In March 2017, Hugh Tomlinson QC addressed concerns that the IHRA conflates antisemitism with criticism of Israel and could be misused to curtail campaigning on behalf of Palestinians.  In a key finding he stated: “Properly understood in its own terms the IHRA Definition does not mean that activities such as describing Israel as a state enacting a policy of apartheid, as practising settler colonialism or calling for policies of boycott divestment or sanctions against Israel can properly be characterized as antisemitic. A public authority which sought to apply the IHRA Definition to prohibit or sanction such activities would be acting unlawfully.”

[3] The Boycott, Divestment and Sanctions (BDS) movement

The BDS movement was launched in 2005 by a coalition of 170 Palestinian civil society bodies inspired by the South African anti-apartheid movement. The Palestinian BDS call urges those of conscience around the world to apply nonviolent pressure to Israel until it complies with international law by meeting three demands: ending the occupation of East Jerusalem, the West Bank and Gaza; ensuring equality for Palestinian citizens of Israel; and recognising the right of return of Palestinian  refugees expelled from their homes in 1948 and 1967.

[4] Definition of apartheid in international law and pertinence to Israel

The Rome statute defines apartheid as “inhumane acts … committed in the context of an institutionalized regime of systematic oppression and domination by one racial group over any other racial group or groups and committed with the intention of maintaining that regime”.
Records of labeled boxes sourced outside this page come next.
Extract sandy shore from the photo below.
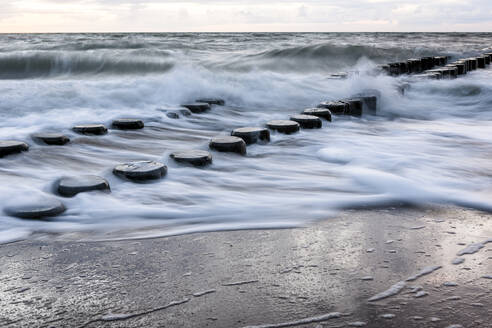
[0,207,492,328]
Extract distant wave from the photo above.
[253,43,426,61]
[0,51,174,79]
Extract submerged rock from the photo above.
[112,118,144,130]
[209,136,246,155]
[477,57,485,68]
[170,150,212,166]
[57,175,110,197]
[353,92,379,114]
[267,120,300,134]
[407,58,422,73]
[4,198,66,219]
[157,108,191,119]
[342,98,362,116]
[317,101,349,115]
[290,114,323,129]
[113,161,167,180]
[434,56,448,66]
[31,133,70,146]
[231,127,270,145]
[0,140,29,157]
[196,98,225,106]
[181,102,212,114]
[72,124,108,135]
[302,108,331,122]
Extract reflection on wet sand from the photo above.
[0,207,492,328]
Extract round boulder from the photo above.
[231,127,270,145]
[267,120,300,134]
[196,98,225,106]
[0,140,29,157]
[318,101,349,115]
[290,114,323,129]
[209,136,246,155]
[113,161,167,180]
[57,175,109,197]
[343,99,362,116]
[4,198,66,219]
[302,108,331,122]
[111,118,144,130]
[31,133,70,146]
[171,150,212,166]
[181,102,211,113]
[477,57,485,68]
[72,124,108,135]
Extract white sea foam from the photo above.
[0,35,492,242]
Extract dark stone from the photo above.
[72,124,108,135]
[112,118,144,130]
[113,161,167,180]
[389,62,410,75]
[477,57,485,68]
[451,61,468,75]
[407,58,422,73]
[302,108,331,122]
[231,127,270,145]
[468,58,478,71]
[434,56,448,66]
[388,63,401,75]
[420,57,434,70]
[427,68,450,79]
[171,150,212,166]
[342,99,362,116]
[482,54,490,65]
[444,65,459,78]
[31,133,70,146]
[209,136,246,155]
[0,140,29,157]
[157,108,191,119]
[398,62,410,74]
[4,198,66,219]
[318,101,349,115]
[290,114,323,129]
[181,102,211,114]
[379,65,390,74]
[57,175,109,197]
[267,120,300,134]
[352,92,380,114]
[166,112,179,119]
[415,72,442,80]
[196,98,225,106]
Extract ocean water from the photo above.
[0,33,492,241]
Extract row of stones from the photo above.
[380,53,492,79]
[0,96,377,219]
[417,53,492,79]
[380,56,448,75]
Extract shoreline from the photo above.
[0,206,492,328]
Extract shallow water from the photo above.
[0,33,492,241]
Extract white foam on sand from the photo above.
[406,265,442,281]
[369,265,442,302]
[369,281,406,302]
[451,257,465,265]
[458,238,492,256]
[243,312,342,328]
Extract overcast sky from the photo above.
[0,0,492,33]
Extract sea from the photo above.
[0,33,492,242]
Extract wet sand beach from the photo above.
[0,206,492,328]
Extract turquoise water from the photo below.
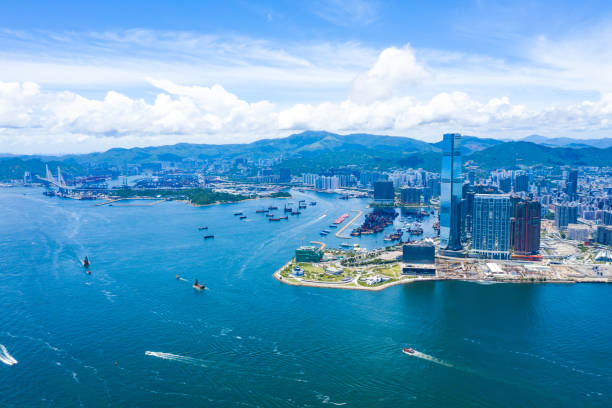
[0,189,612,407]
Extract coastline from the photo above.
[272,259,612,292]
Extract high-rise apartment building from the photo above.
[472,194,512,259]
[510,201,542,255]
[555,204,578,230]
[440,133,463,251]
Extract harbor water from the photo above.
[0,188,612,408]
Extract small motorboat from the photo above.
[193,279,206,290]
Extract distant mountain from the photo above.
[521,135,612,149]
[432,136,504,156]
[466,141,612,169]
[0,131,612,180]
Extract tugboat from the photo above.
[193,279,206,290]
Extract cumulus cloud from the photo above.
[350,45,428,102]
[0,31,612,153]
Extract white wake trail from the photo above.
[0,344,17,365]
[145,350,208,367]
[409,350,453,367]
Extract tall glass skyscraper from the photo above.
[440,133,463,251]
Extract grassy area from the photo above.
[113,188,249,205]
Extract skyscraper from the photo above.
[555,204,578,230]
[510,201,542,255]
[440,133,463,251]
[472,194,512,259]
[514,174,529,193]
[565,170,578,200]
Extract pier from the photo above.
[336,210,363,239]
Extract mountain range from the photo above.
[0,131,612,180]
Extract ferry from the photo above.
[193,279,206,290]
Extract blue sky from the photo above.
[0,0,612,153]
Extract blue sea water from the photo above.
[0,188,612,407]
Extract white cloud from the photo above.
[0,25,612,153]
[351,45,428,102]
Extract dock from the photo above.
[336,210,363,239]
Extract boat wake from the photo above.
[408,350,454,367]
[145,350,208,367]
[0,344,17,365]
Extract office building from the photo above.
[472,194,512,259]
[499,177,512,193]
[374,181,395,204]
[510,201,542,255]
[514,174,529,193]
[602,211,612,225]
[565,170,578,200]
[400,187,423,205]
[440,133,463,251]
[555,204,578,230]
[278,167,291,183]
[595,225,612,245]
[567,224,591,242]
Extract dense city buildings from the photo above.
[374,181,395,204]
[400,187,423,205]
[595,225,612,245]
[510,201,542,255]
[440,133,463,251]
[514,174,529,193]
[565,169,578,200]
[555,204,578,230]
[472,194,512,259]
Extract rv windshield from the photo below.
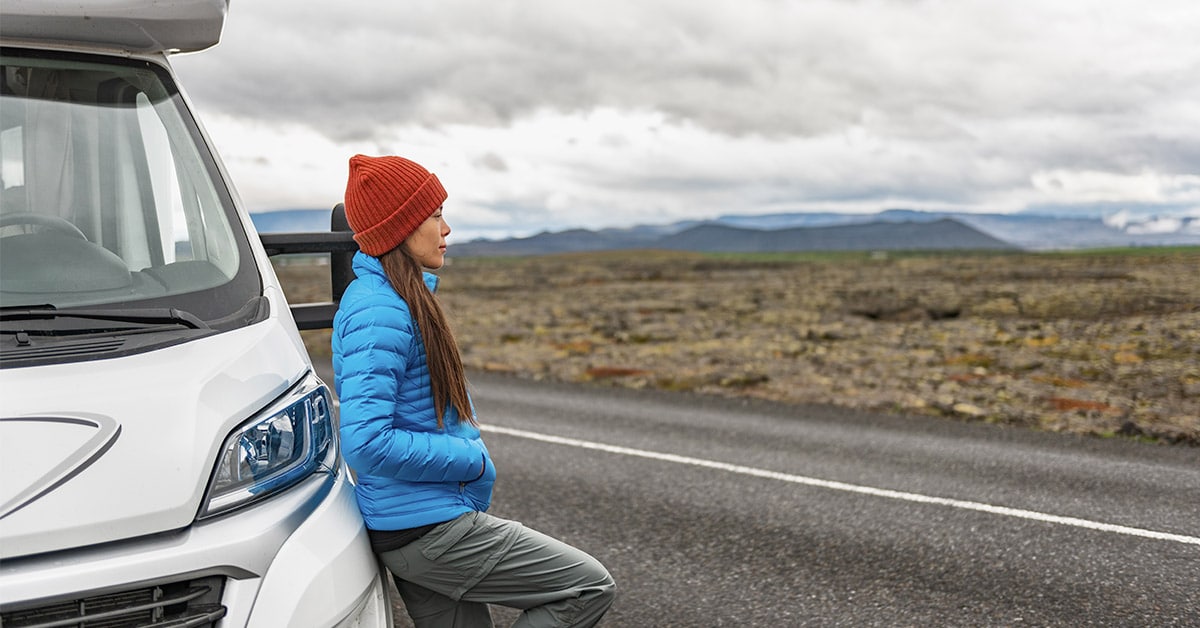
[0,48,262,330]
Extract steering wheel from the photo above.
[0,211,88,240]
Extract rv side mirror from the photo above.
[329,203,359,303]
[258,203,359,329]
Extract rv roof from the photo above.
[0,0,229,53]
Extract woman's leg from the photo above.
[392,576,492,628]
[380,513,614,628]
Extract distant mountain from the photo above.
[251,209,1200,257]
[655,219,1016,252]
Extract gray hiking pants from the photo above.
[379,513,616,628]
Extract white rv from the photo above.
[0,0,391,628]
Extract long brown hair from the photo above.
[379,244,478,429]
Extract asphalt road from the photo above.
[312,365,1200,627]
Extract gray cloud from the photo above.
[166,0,1200,235]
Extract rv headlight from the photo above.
[199,375,337,519]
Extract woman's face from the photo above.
[404,208,450,270]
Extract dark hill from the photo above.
[655,219,1016,252]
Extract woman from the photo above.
[332,155,614,628]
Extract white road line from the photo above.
[480,425,1200,545]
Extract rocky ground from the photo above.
[280,247,1200,445]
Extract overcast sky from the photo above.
[175,0,1200,239]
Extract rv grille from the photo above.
[0,576,226,628]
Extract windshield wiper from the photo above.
[0,305,210,329]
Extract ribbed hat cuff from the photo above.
[354,173,446,256]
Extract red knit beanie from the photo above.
[346,155,446,257]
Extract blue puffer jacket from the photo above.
[332,252,496,530]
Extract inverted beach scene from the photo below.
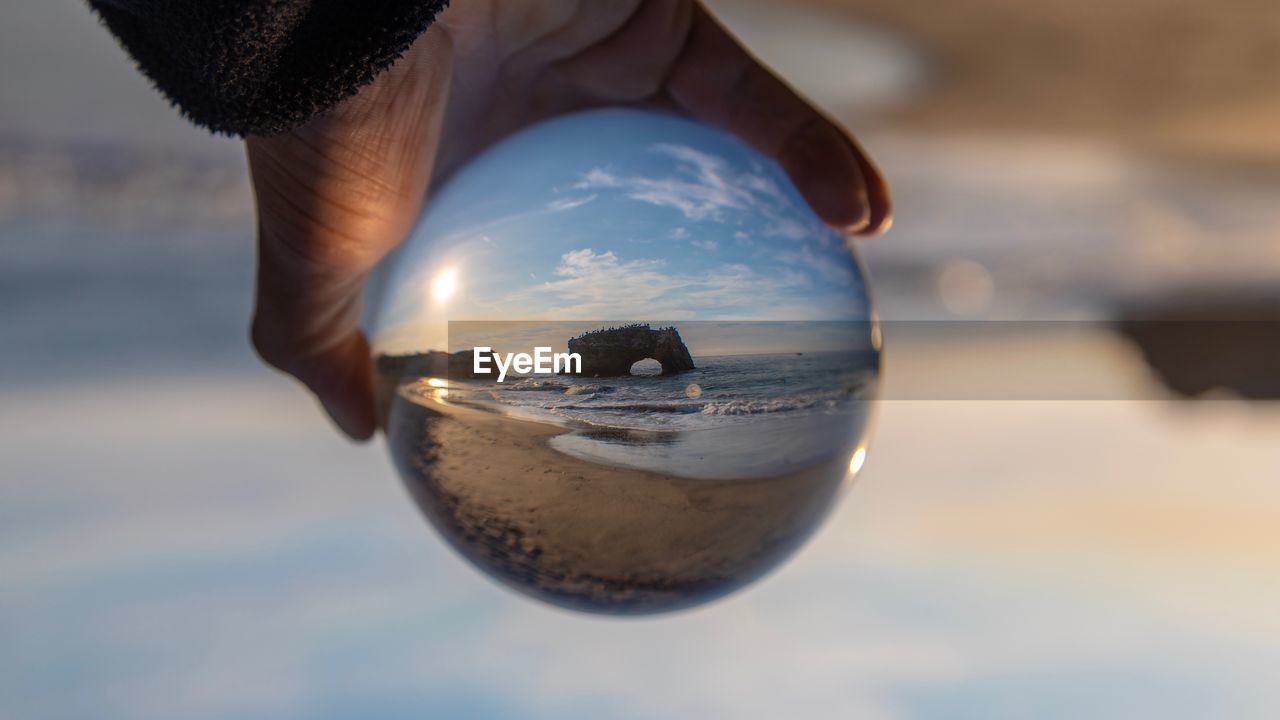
[370,110,879,612]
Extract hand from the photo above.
[246,0,890,438]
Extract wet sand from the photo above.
[387,384,849,614]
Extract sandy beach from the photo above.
[387,389,849,614]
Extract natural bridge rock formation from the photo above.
[568,324,694,378]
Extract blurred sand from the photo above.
[788,0,1280,163]
[387,393,849,612]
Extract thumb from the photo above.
[246,28,452,439]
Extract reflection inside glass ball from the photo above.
[371,109,879,614]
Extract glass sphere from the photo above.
[370,109,879,614]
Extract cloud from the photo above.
[547,195,599,213]
[494,247,829,320]
[573,143,822,241]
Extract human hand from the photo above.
[246,0,890,439]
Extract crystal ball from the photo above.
[367,109,879,614]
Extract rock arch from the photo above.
[568,324,695,378]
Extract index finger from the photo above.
[667,5,892,234]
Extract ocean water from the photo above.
[476,352,878,432]
[435,351,879,479]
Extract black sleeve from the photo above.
[88,0,448,135]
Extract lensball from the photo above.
[370,109,879,614]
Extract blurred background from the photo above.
[0,0,1280,719]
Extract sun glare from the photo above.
[431,269,458,302]
[849,447,867,475]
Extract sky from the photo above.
[0,0,1280,720]
[372,110,868,352]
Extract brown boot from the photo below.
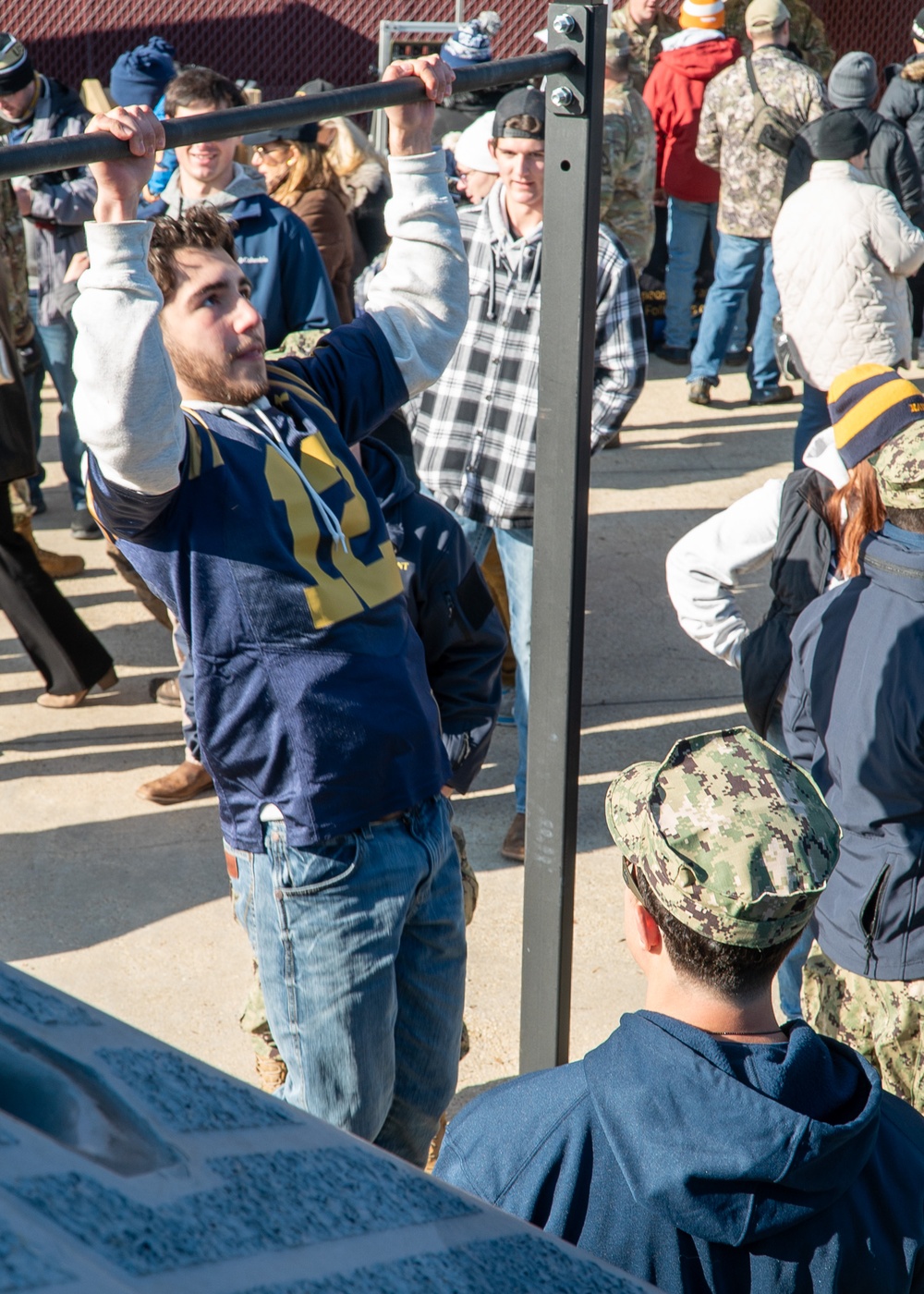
[135,760,213,805]
[501,812,527,863]
[423,1112,446,1172]
[13,517,84,580]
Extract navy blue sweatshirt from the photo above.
[436,1010,924,1294]
[361,437,507,792]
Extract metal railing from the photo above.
[0,0,607,1071]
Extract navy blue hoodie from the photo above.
[783,523,924,980]
[361,439,507,793]
[436,1010,924,1294]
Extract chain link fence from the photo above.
[19,0,546,98]
[12,0,918,107]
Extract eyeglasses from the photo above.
[623,858,646,907]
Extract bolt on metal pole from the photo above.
[520,0,607,1073]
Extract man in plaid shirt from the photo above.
[409,90,649,861]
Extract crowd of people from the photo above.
[0,0,924,1294]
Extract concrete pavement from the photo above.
[0,360,798,1094]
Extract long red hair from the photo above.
[824,458,885,579]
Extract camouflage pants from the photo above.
[802,944,924,1113]
[241,823,478,1074]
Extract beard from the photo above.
[164,336,269,405]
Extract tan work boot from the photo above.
[135,758,213,805]
[254,1047,288,1093]
[13,515,84,580]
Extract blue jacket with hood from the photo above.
[359,437,507,793]
[436,1010,924,1294]
[783,521,924,980]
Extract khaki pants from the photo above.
[802,944,924,1113]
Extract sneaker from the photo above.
[71,507,103,540]
[148,678,182,706]
[687,378,711,405]
[501,812,527,863]
[135,760,213,805]
[655,346,689,368]
[748,385,792,405]
[497,687,517,727]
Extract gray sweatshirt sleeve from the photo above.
[72,220,187,494]
[366,149,468,396]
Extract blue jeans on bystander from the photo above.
[687,234,779,391]
[225,792,466,1165]
[455,514,533,812]
[792,382,831,471]
[663,198,748,350]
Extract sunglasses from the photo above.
[623,858,646,907]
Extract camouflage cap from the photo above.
[869,421,924,511]
[607,727,841,948]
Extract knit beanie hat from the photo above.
[828,363,924,473]
[440,9,501,67]
[872,421,924,512]
[811,107,869,162]
[828,49,879,107]
[0,31,35,94]
[109,36,176,107]
[679,0,724,31]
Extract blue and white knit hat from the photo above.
[440,9,501,67]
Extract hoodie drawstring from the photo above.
[221,405,349,553]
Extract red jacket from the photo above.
[643,36,742,201]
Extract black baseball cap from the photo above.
[492,85,545,140]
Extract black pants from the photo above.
[0,482,113,696]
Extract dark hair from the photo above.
[636,873,801,999]
[885,507,924,534]
[148,211,237,301]
[495,113,545,142]
[163,67,245,116]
Numerous scholars and political commentators have provided evidence that the system of rule Israel has established over Palestinians, both those living under occupation and those living as citizens within the state of Israel, meets the legal definition of apartheid. In a 2007 report, U.N. Special Rapporteur for Palestine John Dugard reported, “elements of the Israeli occupation constitute forms of colonialism and of apartheid, which are contrary to international law”. In March 2017, the UN Economic and Social Commission for Western Asia produced a comprehensive report that in the words of its then Executive Secretary “clearly and frankly concludes that Israel is a racist state that has established an apartheid system that persecutes the Palestinian people”.

In July 2018, Israel passed the Jewish Nation State Act, a law that further entrenches institutionalised discrimination against Palestinian citizens of Israel. Even prior to the new law, civil rights organisation Adalah had previously identified more than 60 laws that discriminate against Palestinians who make up 20% of the citizenry of Israel.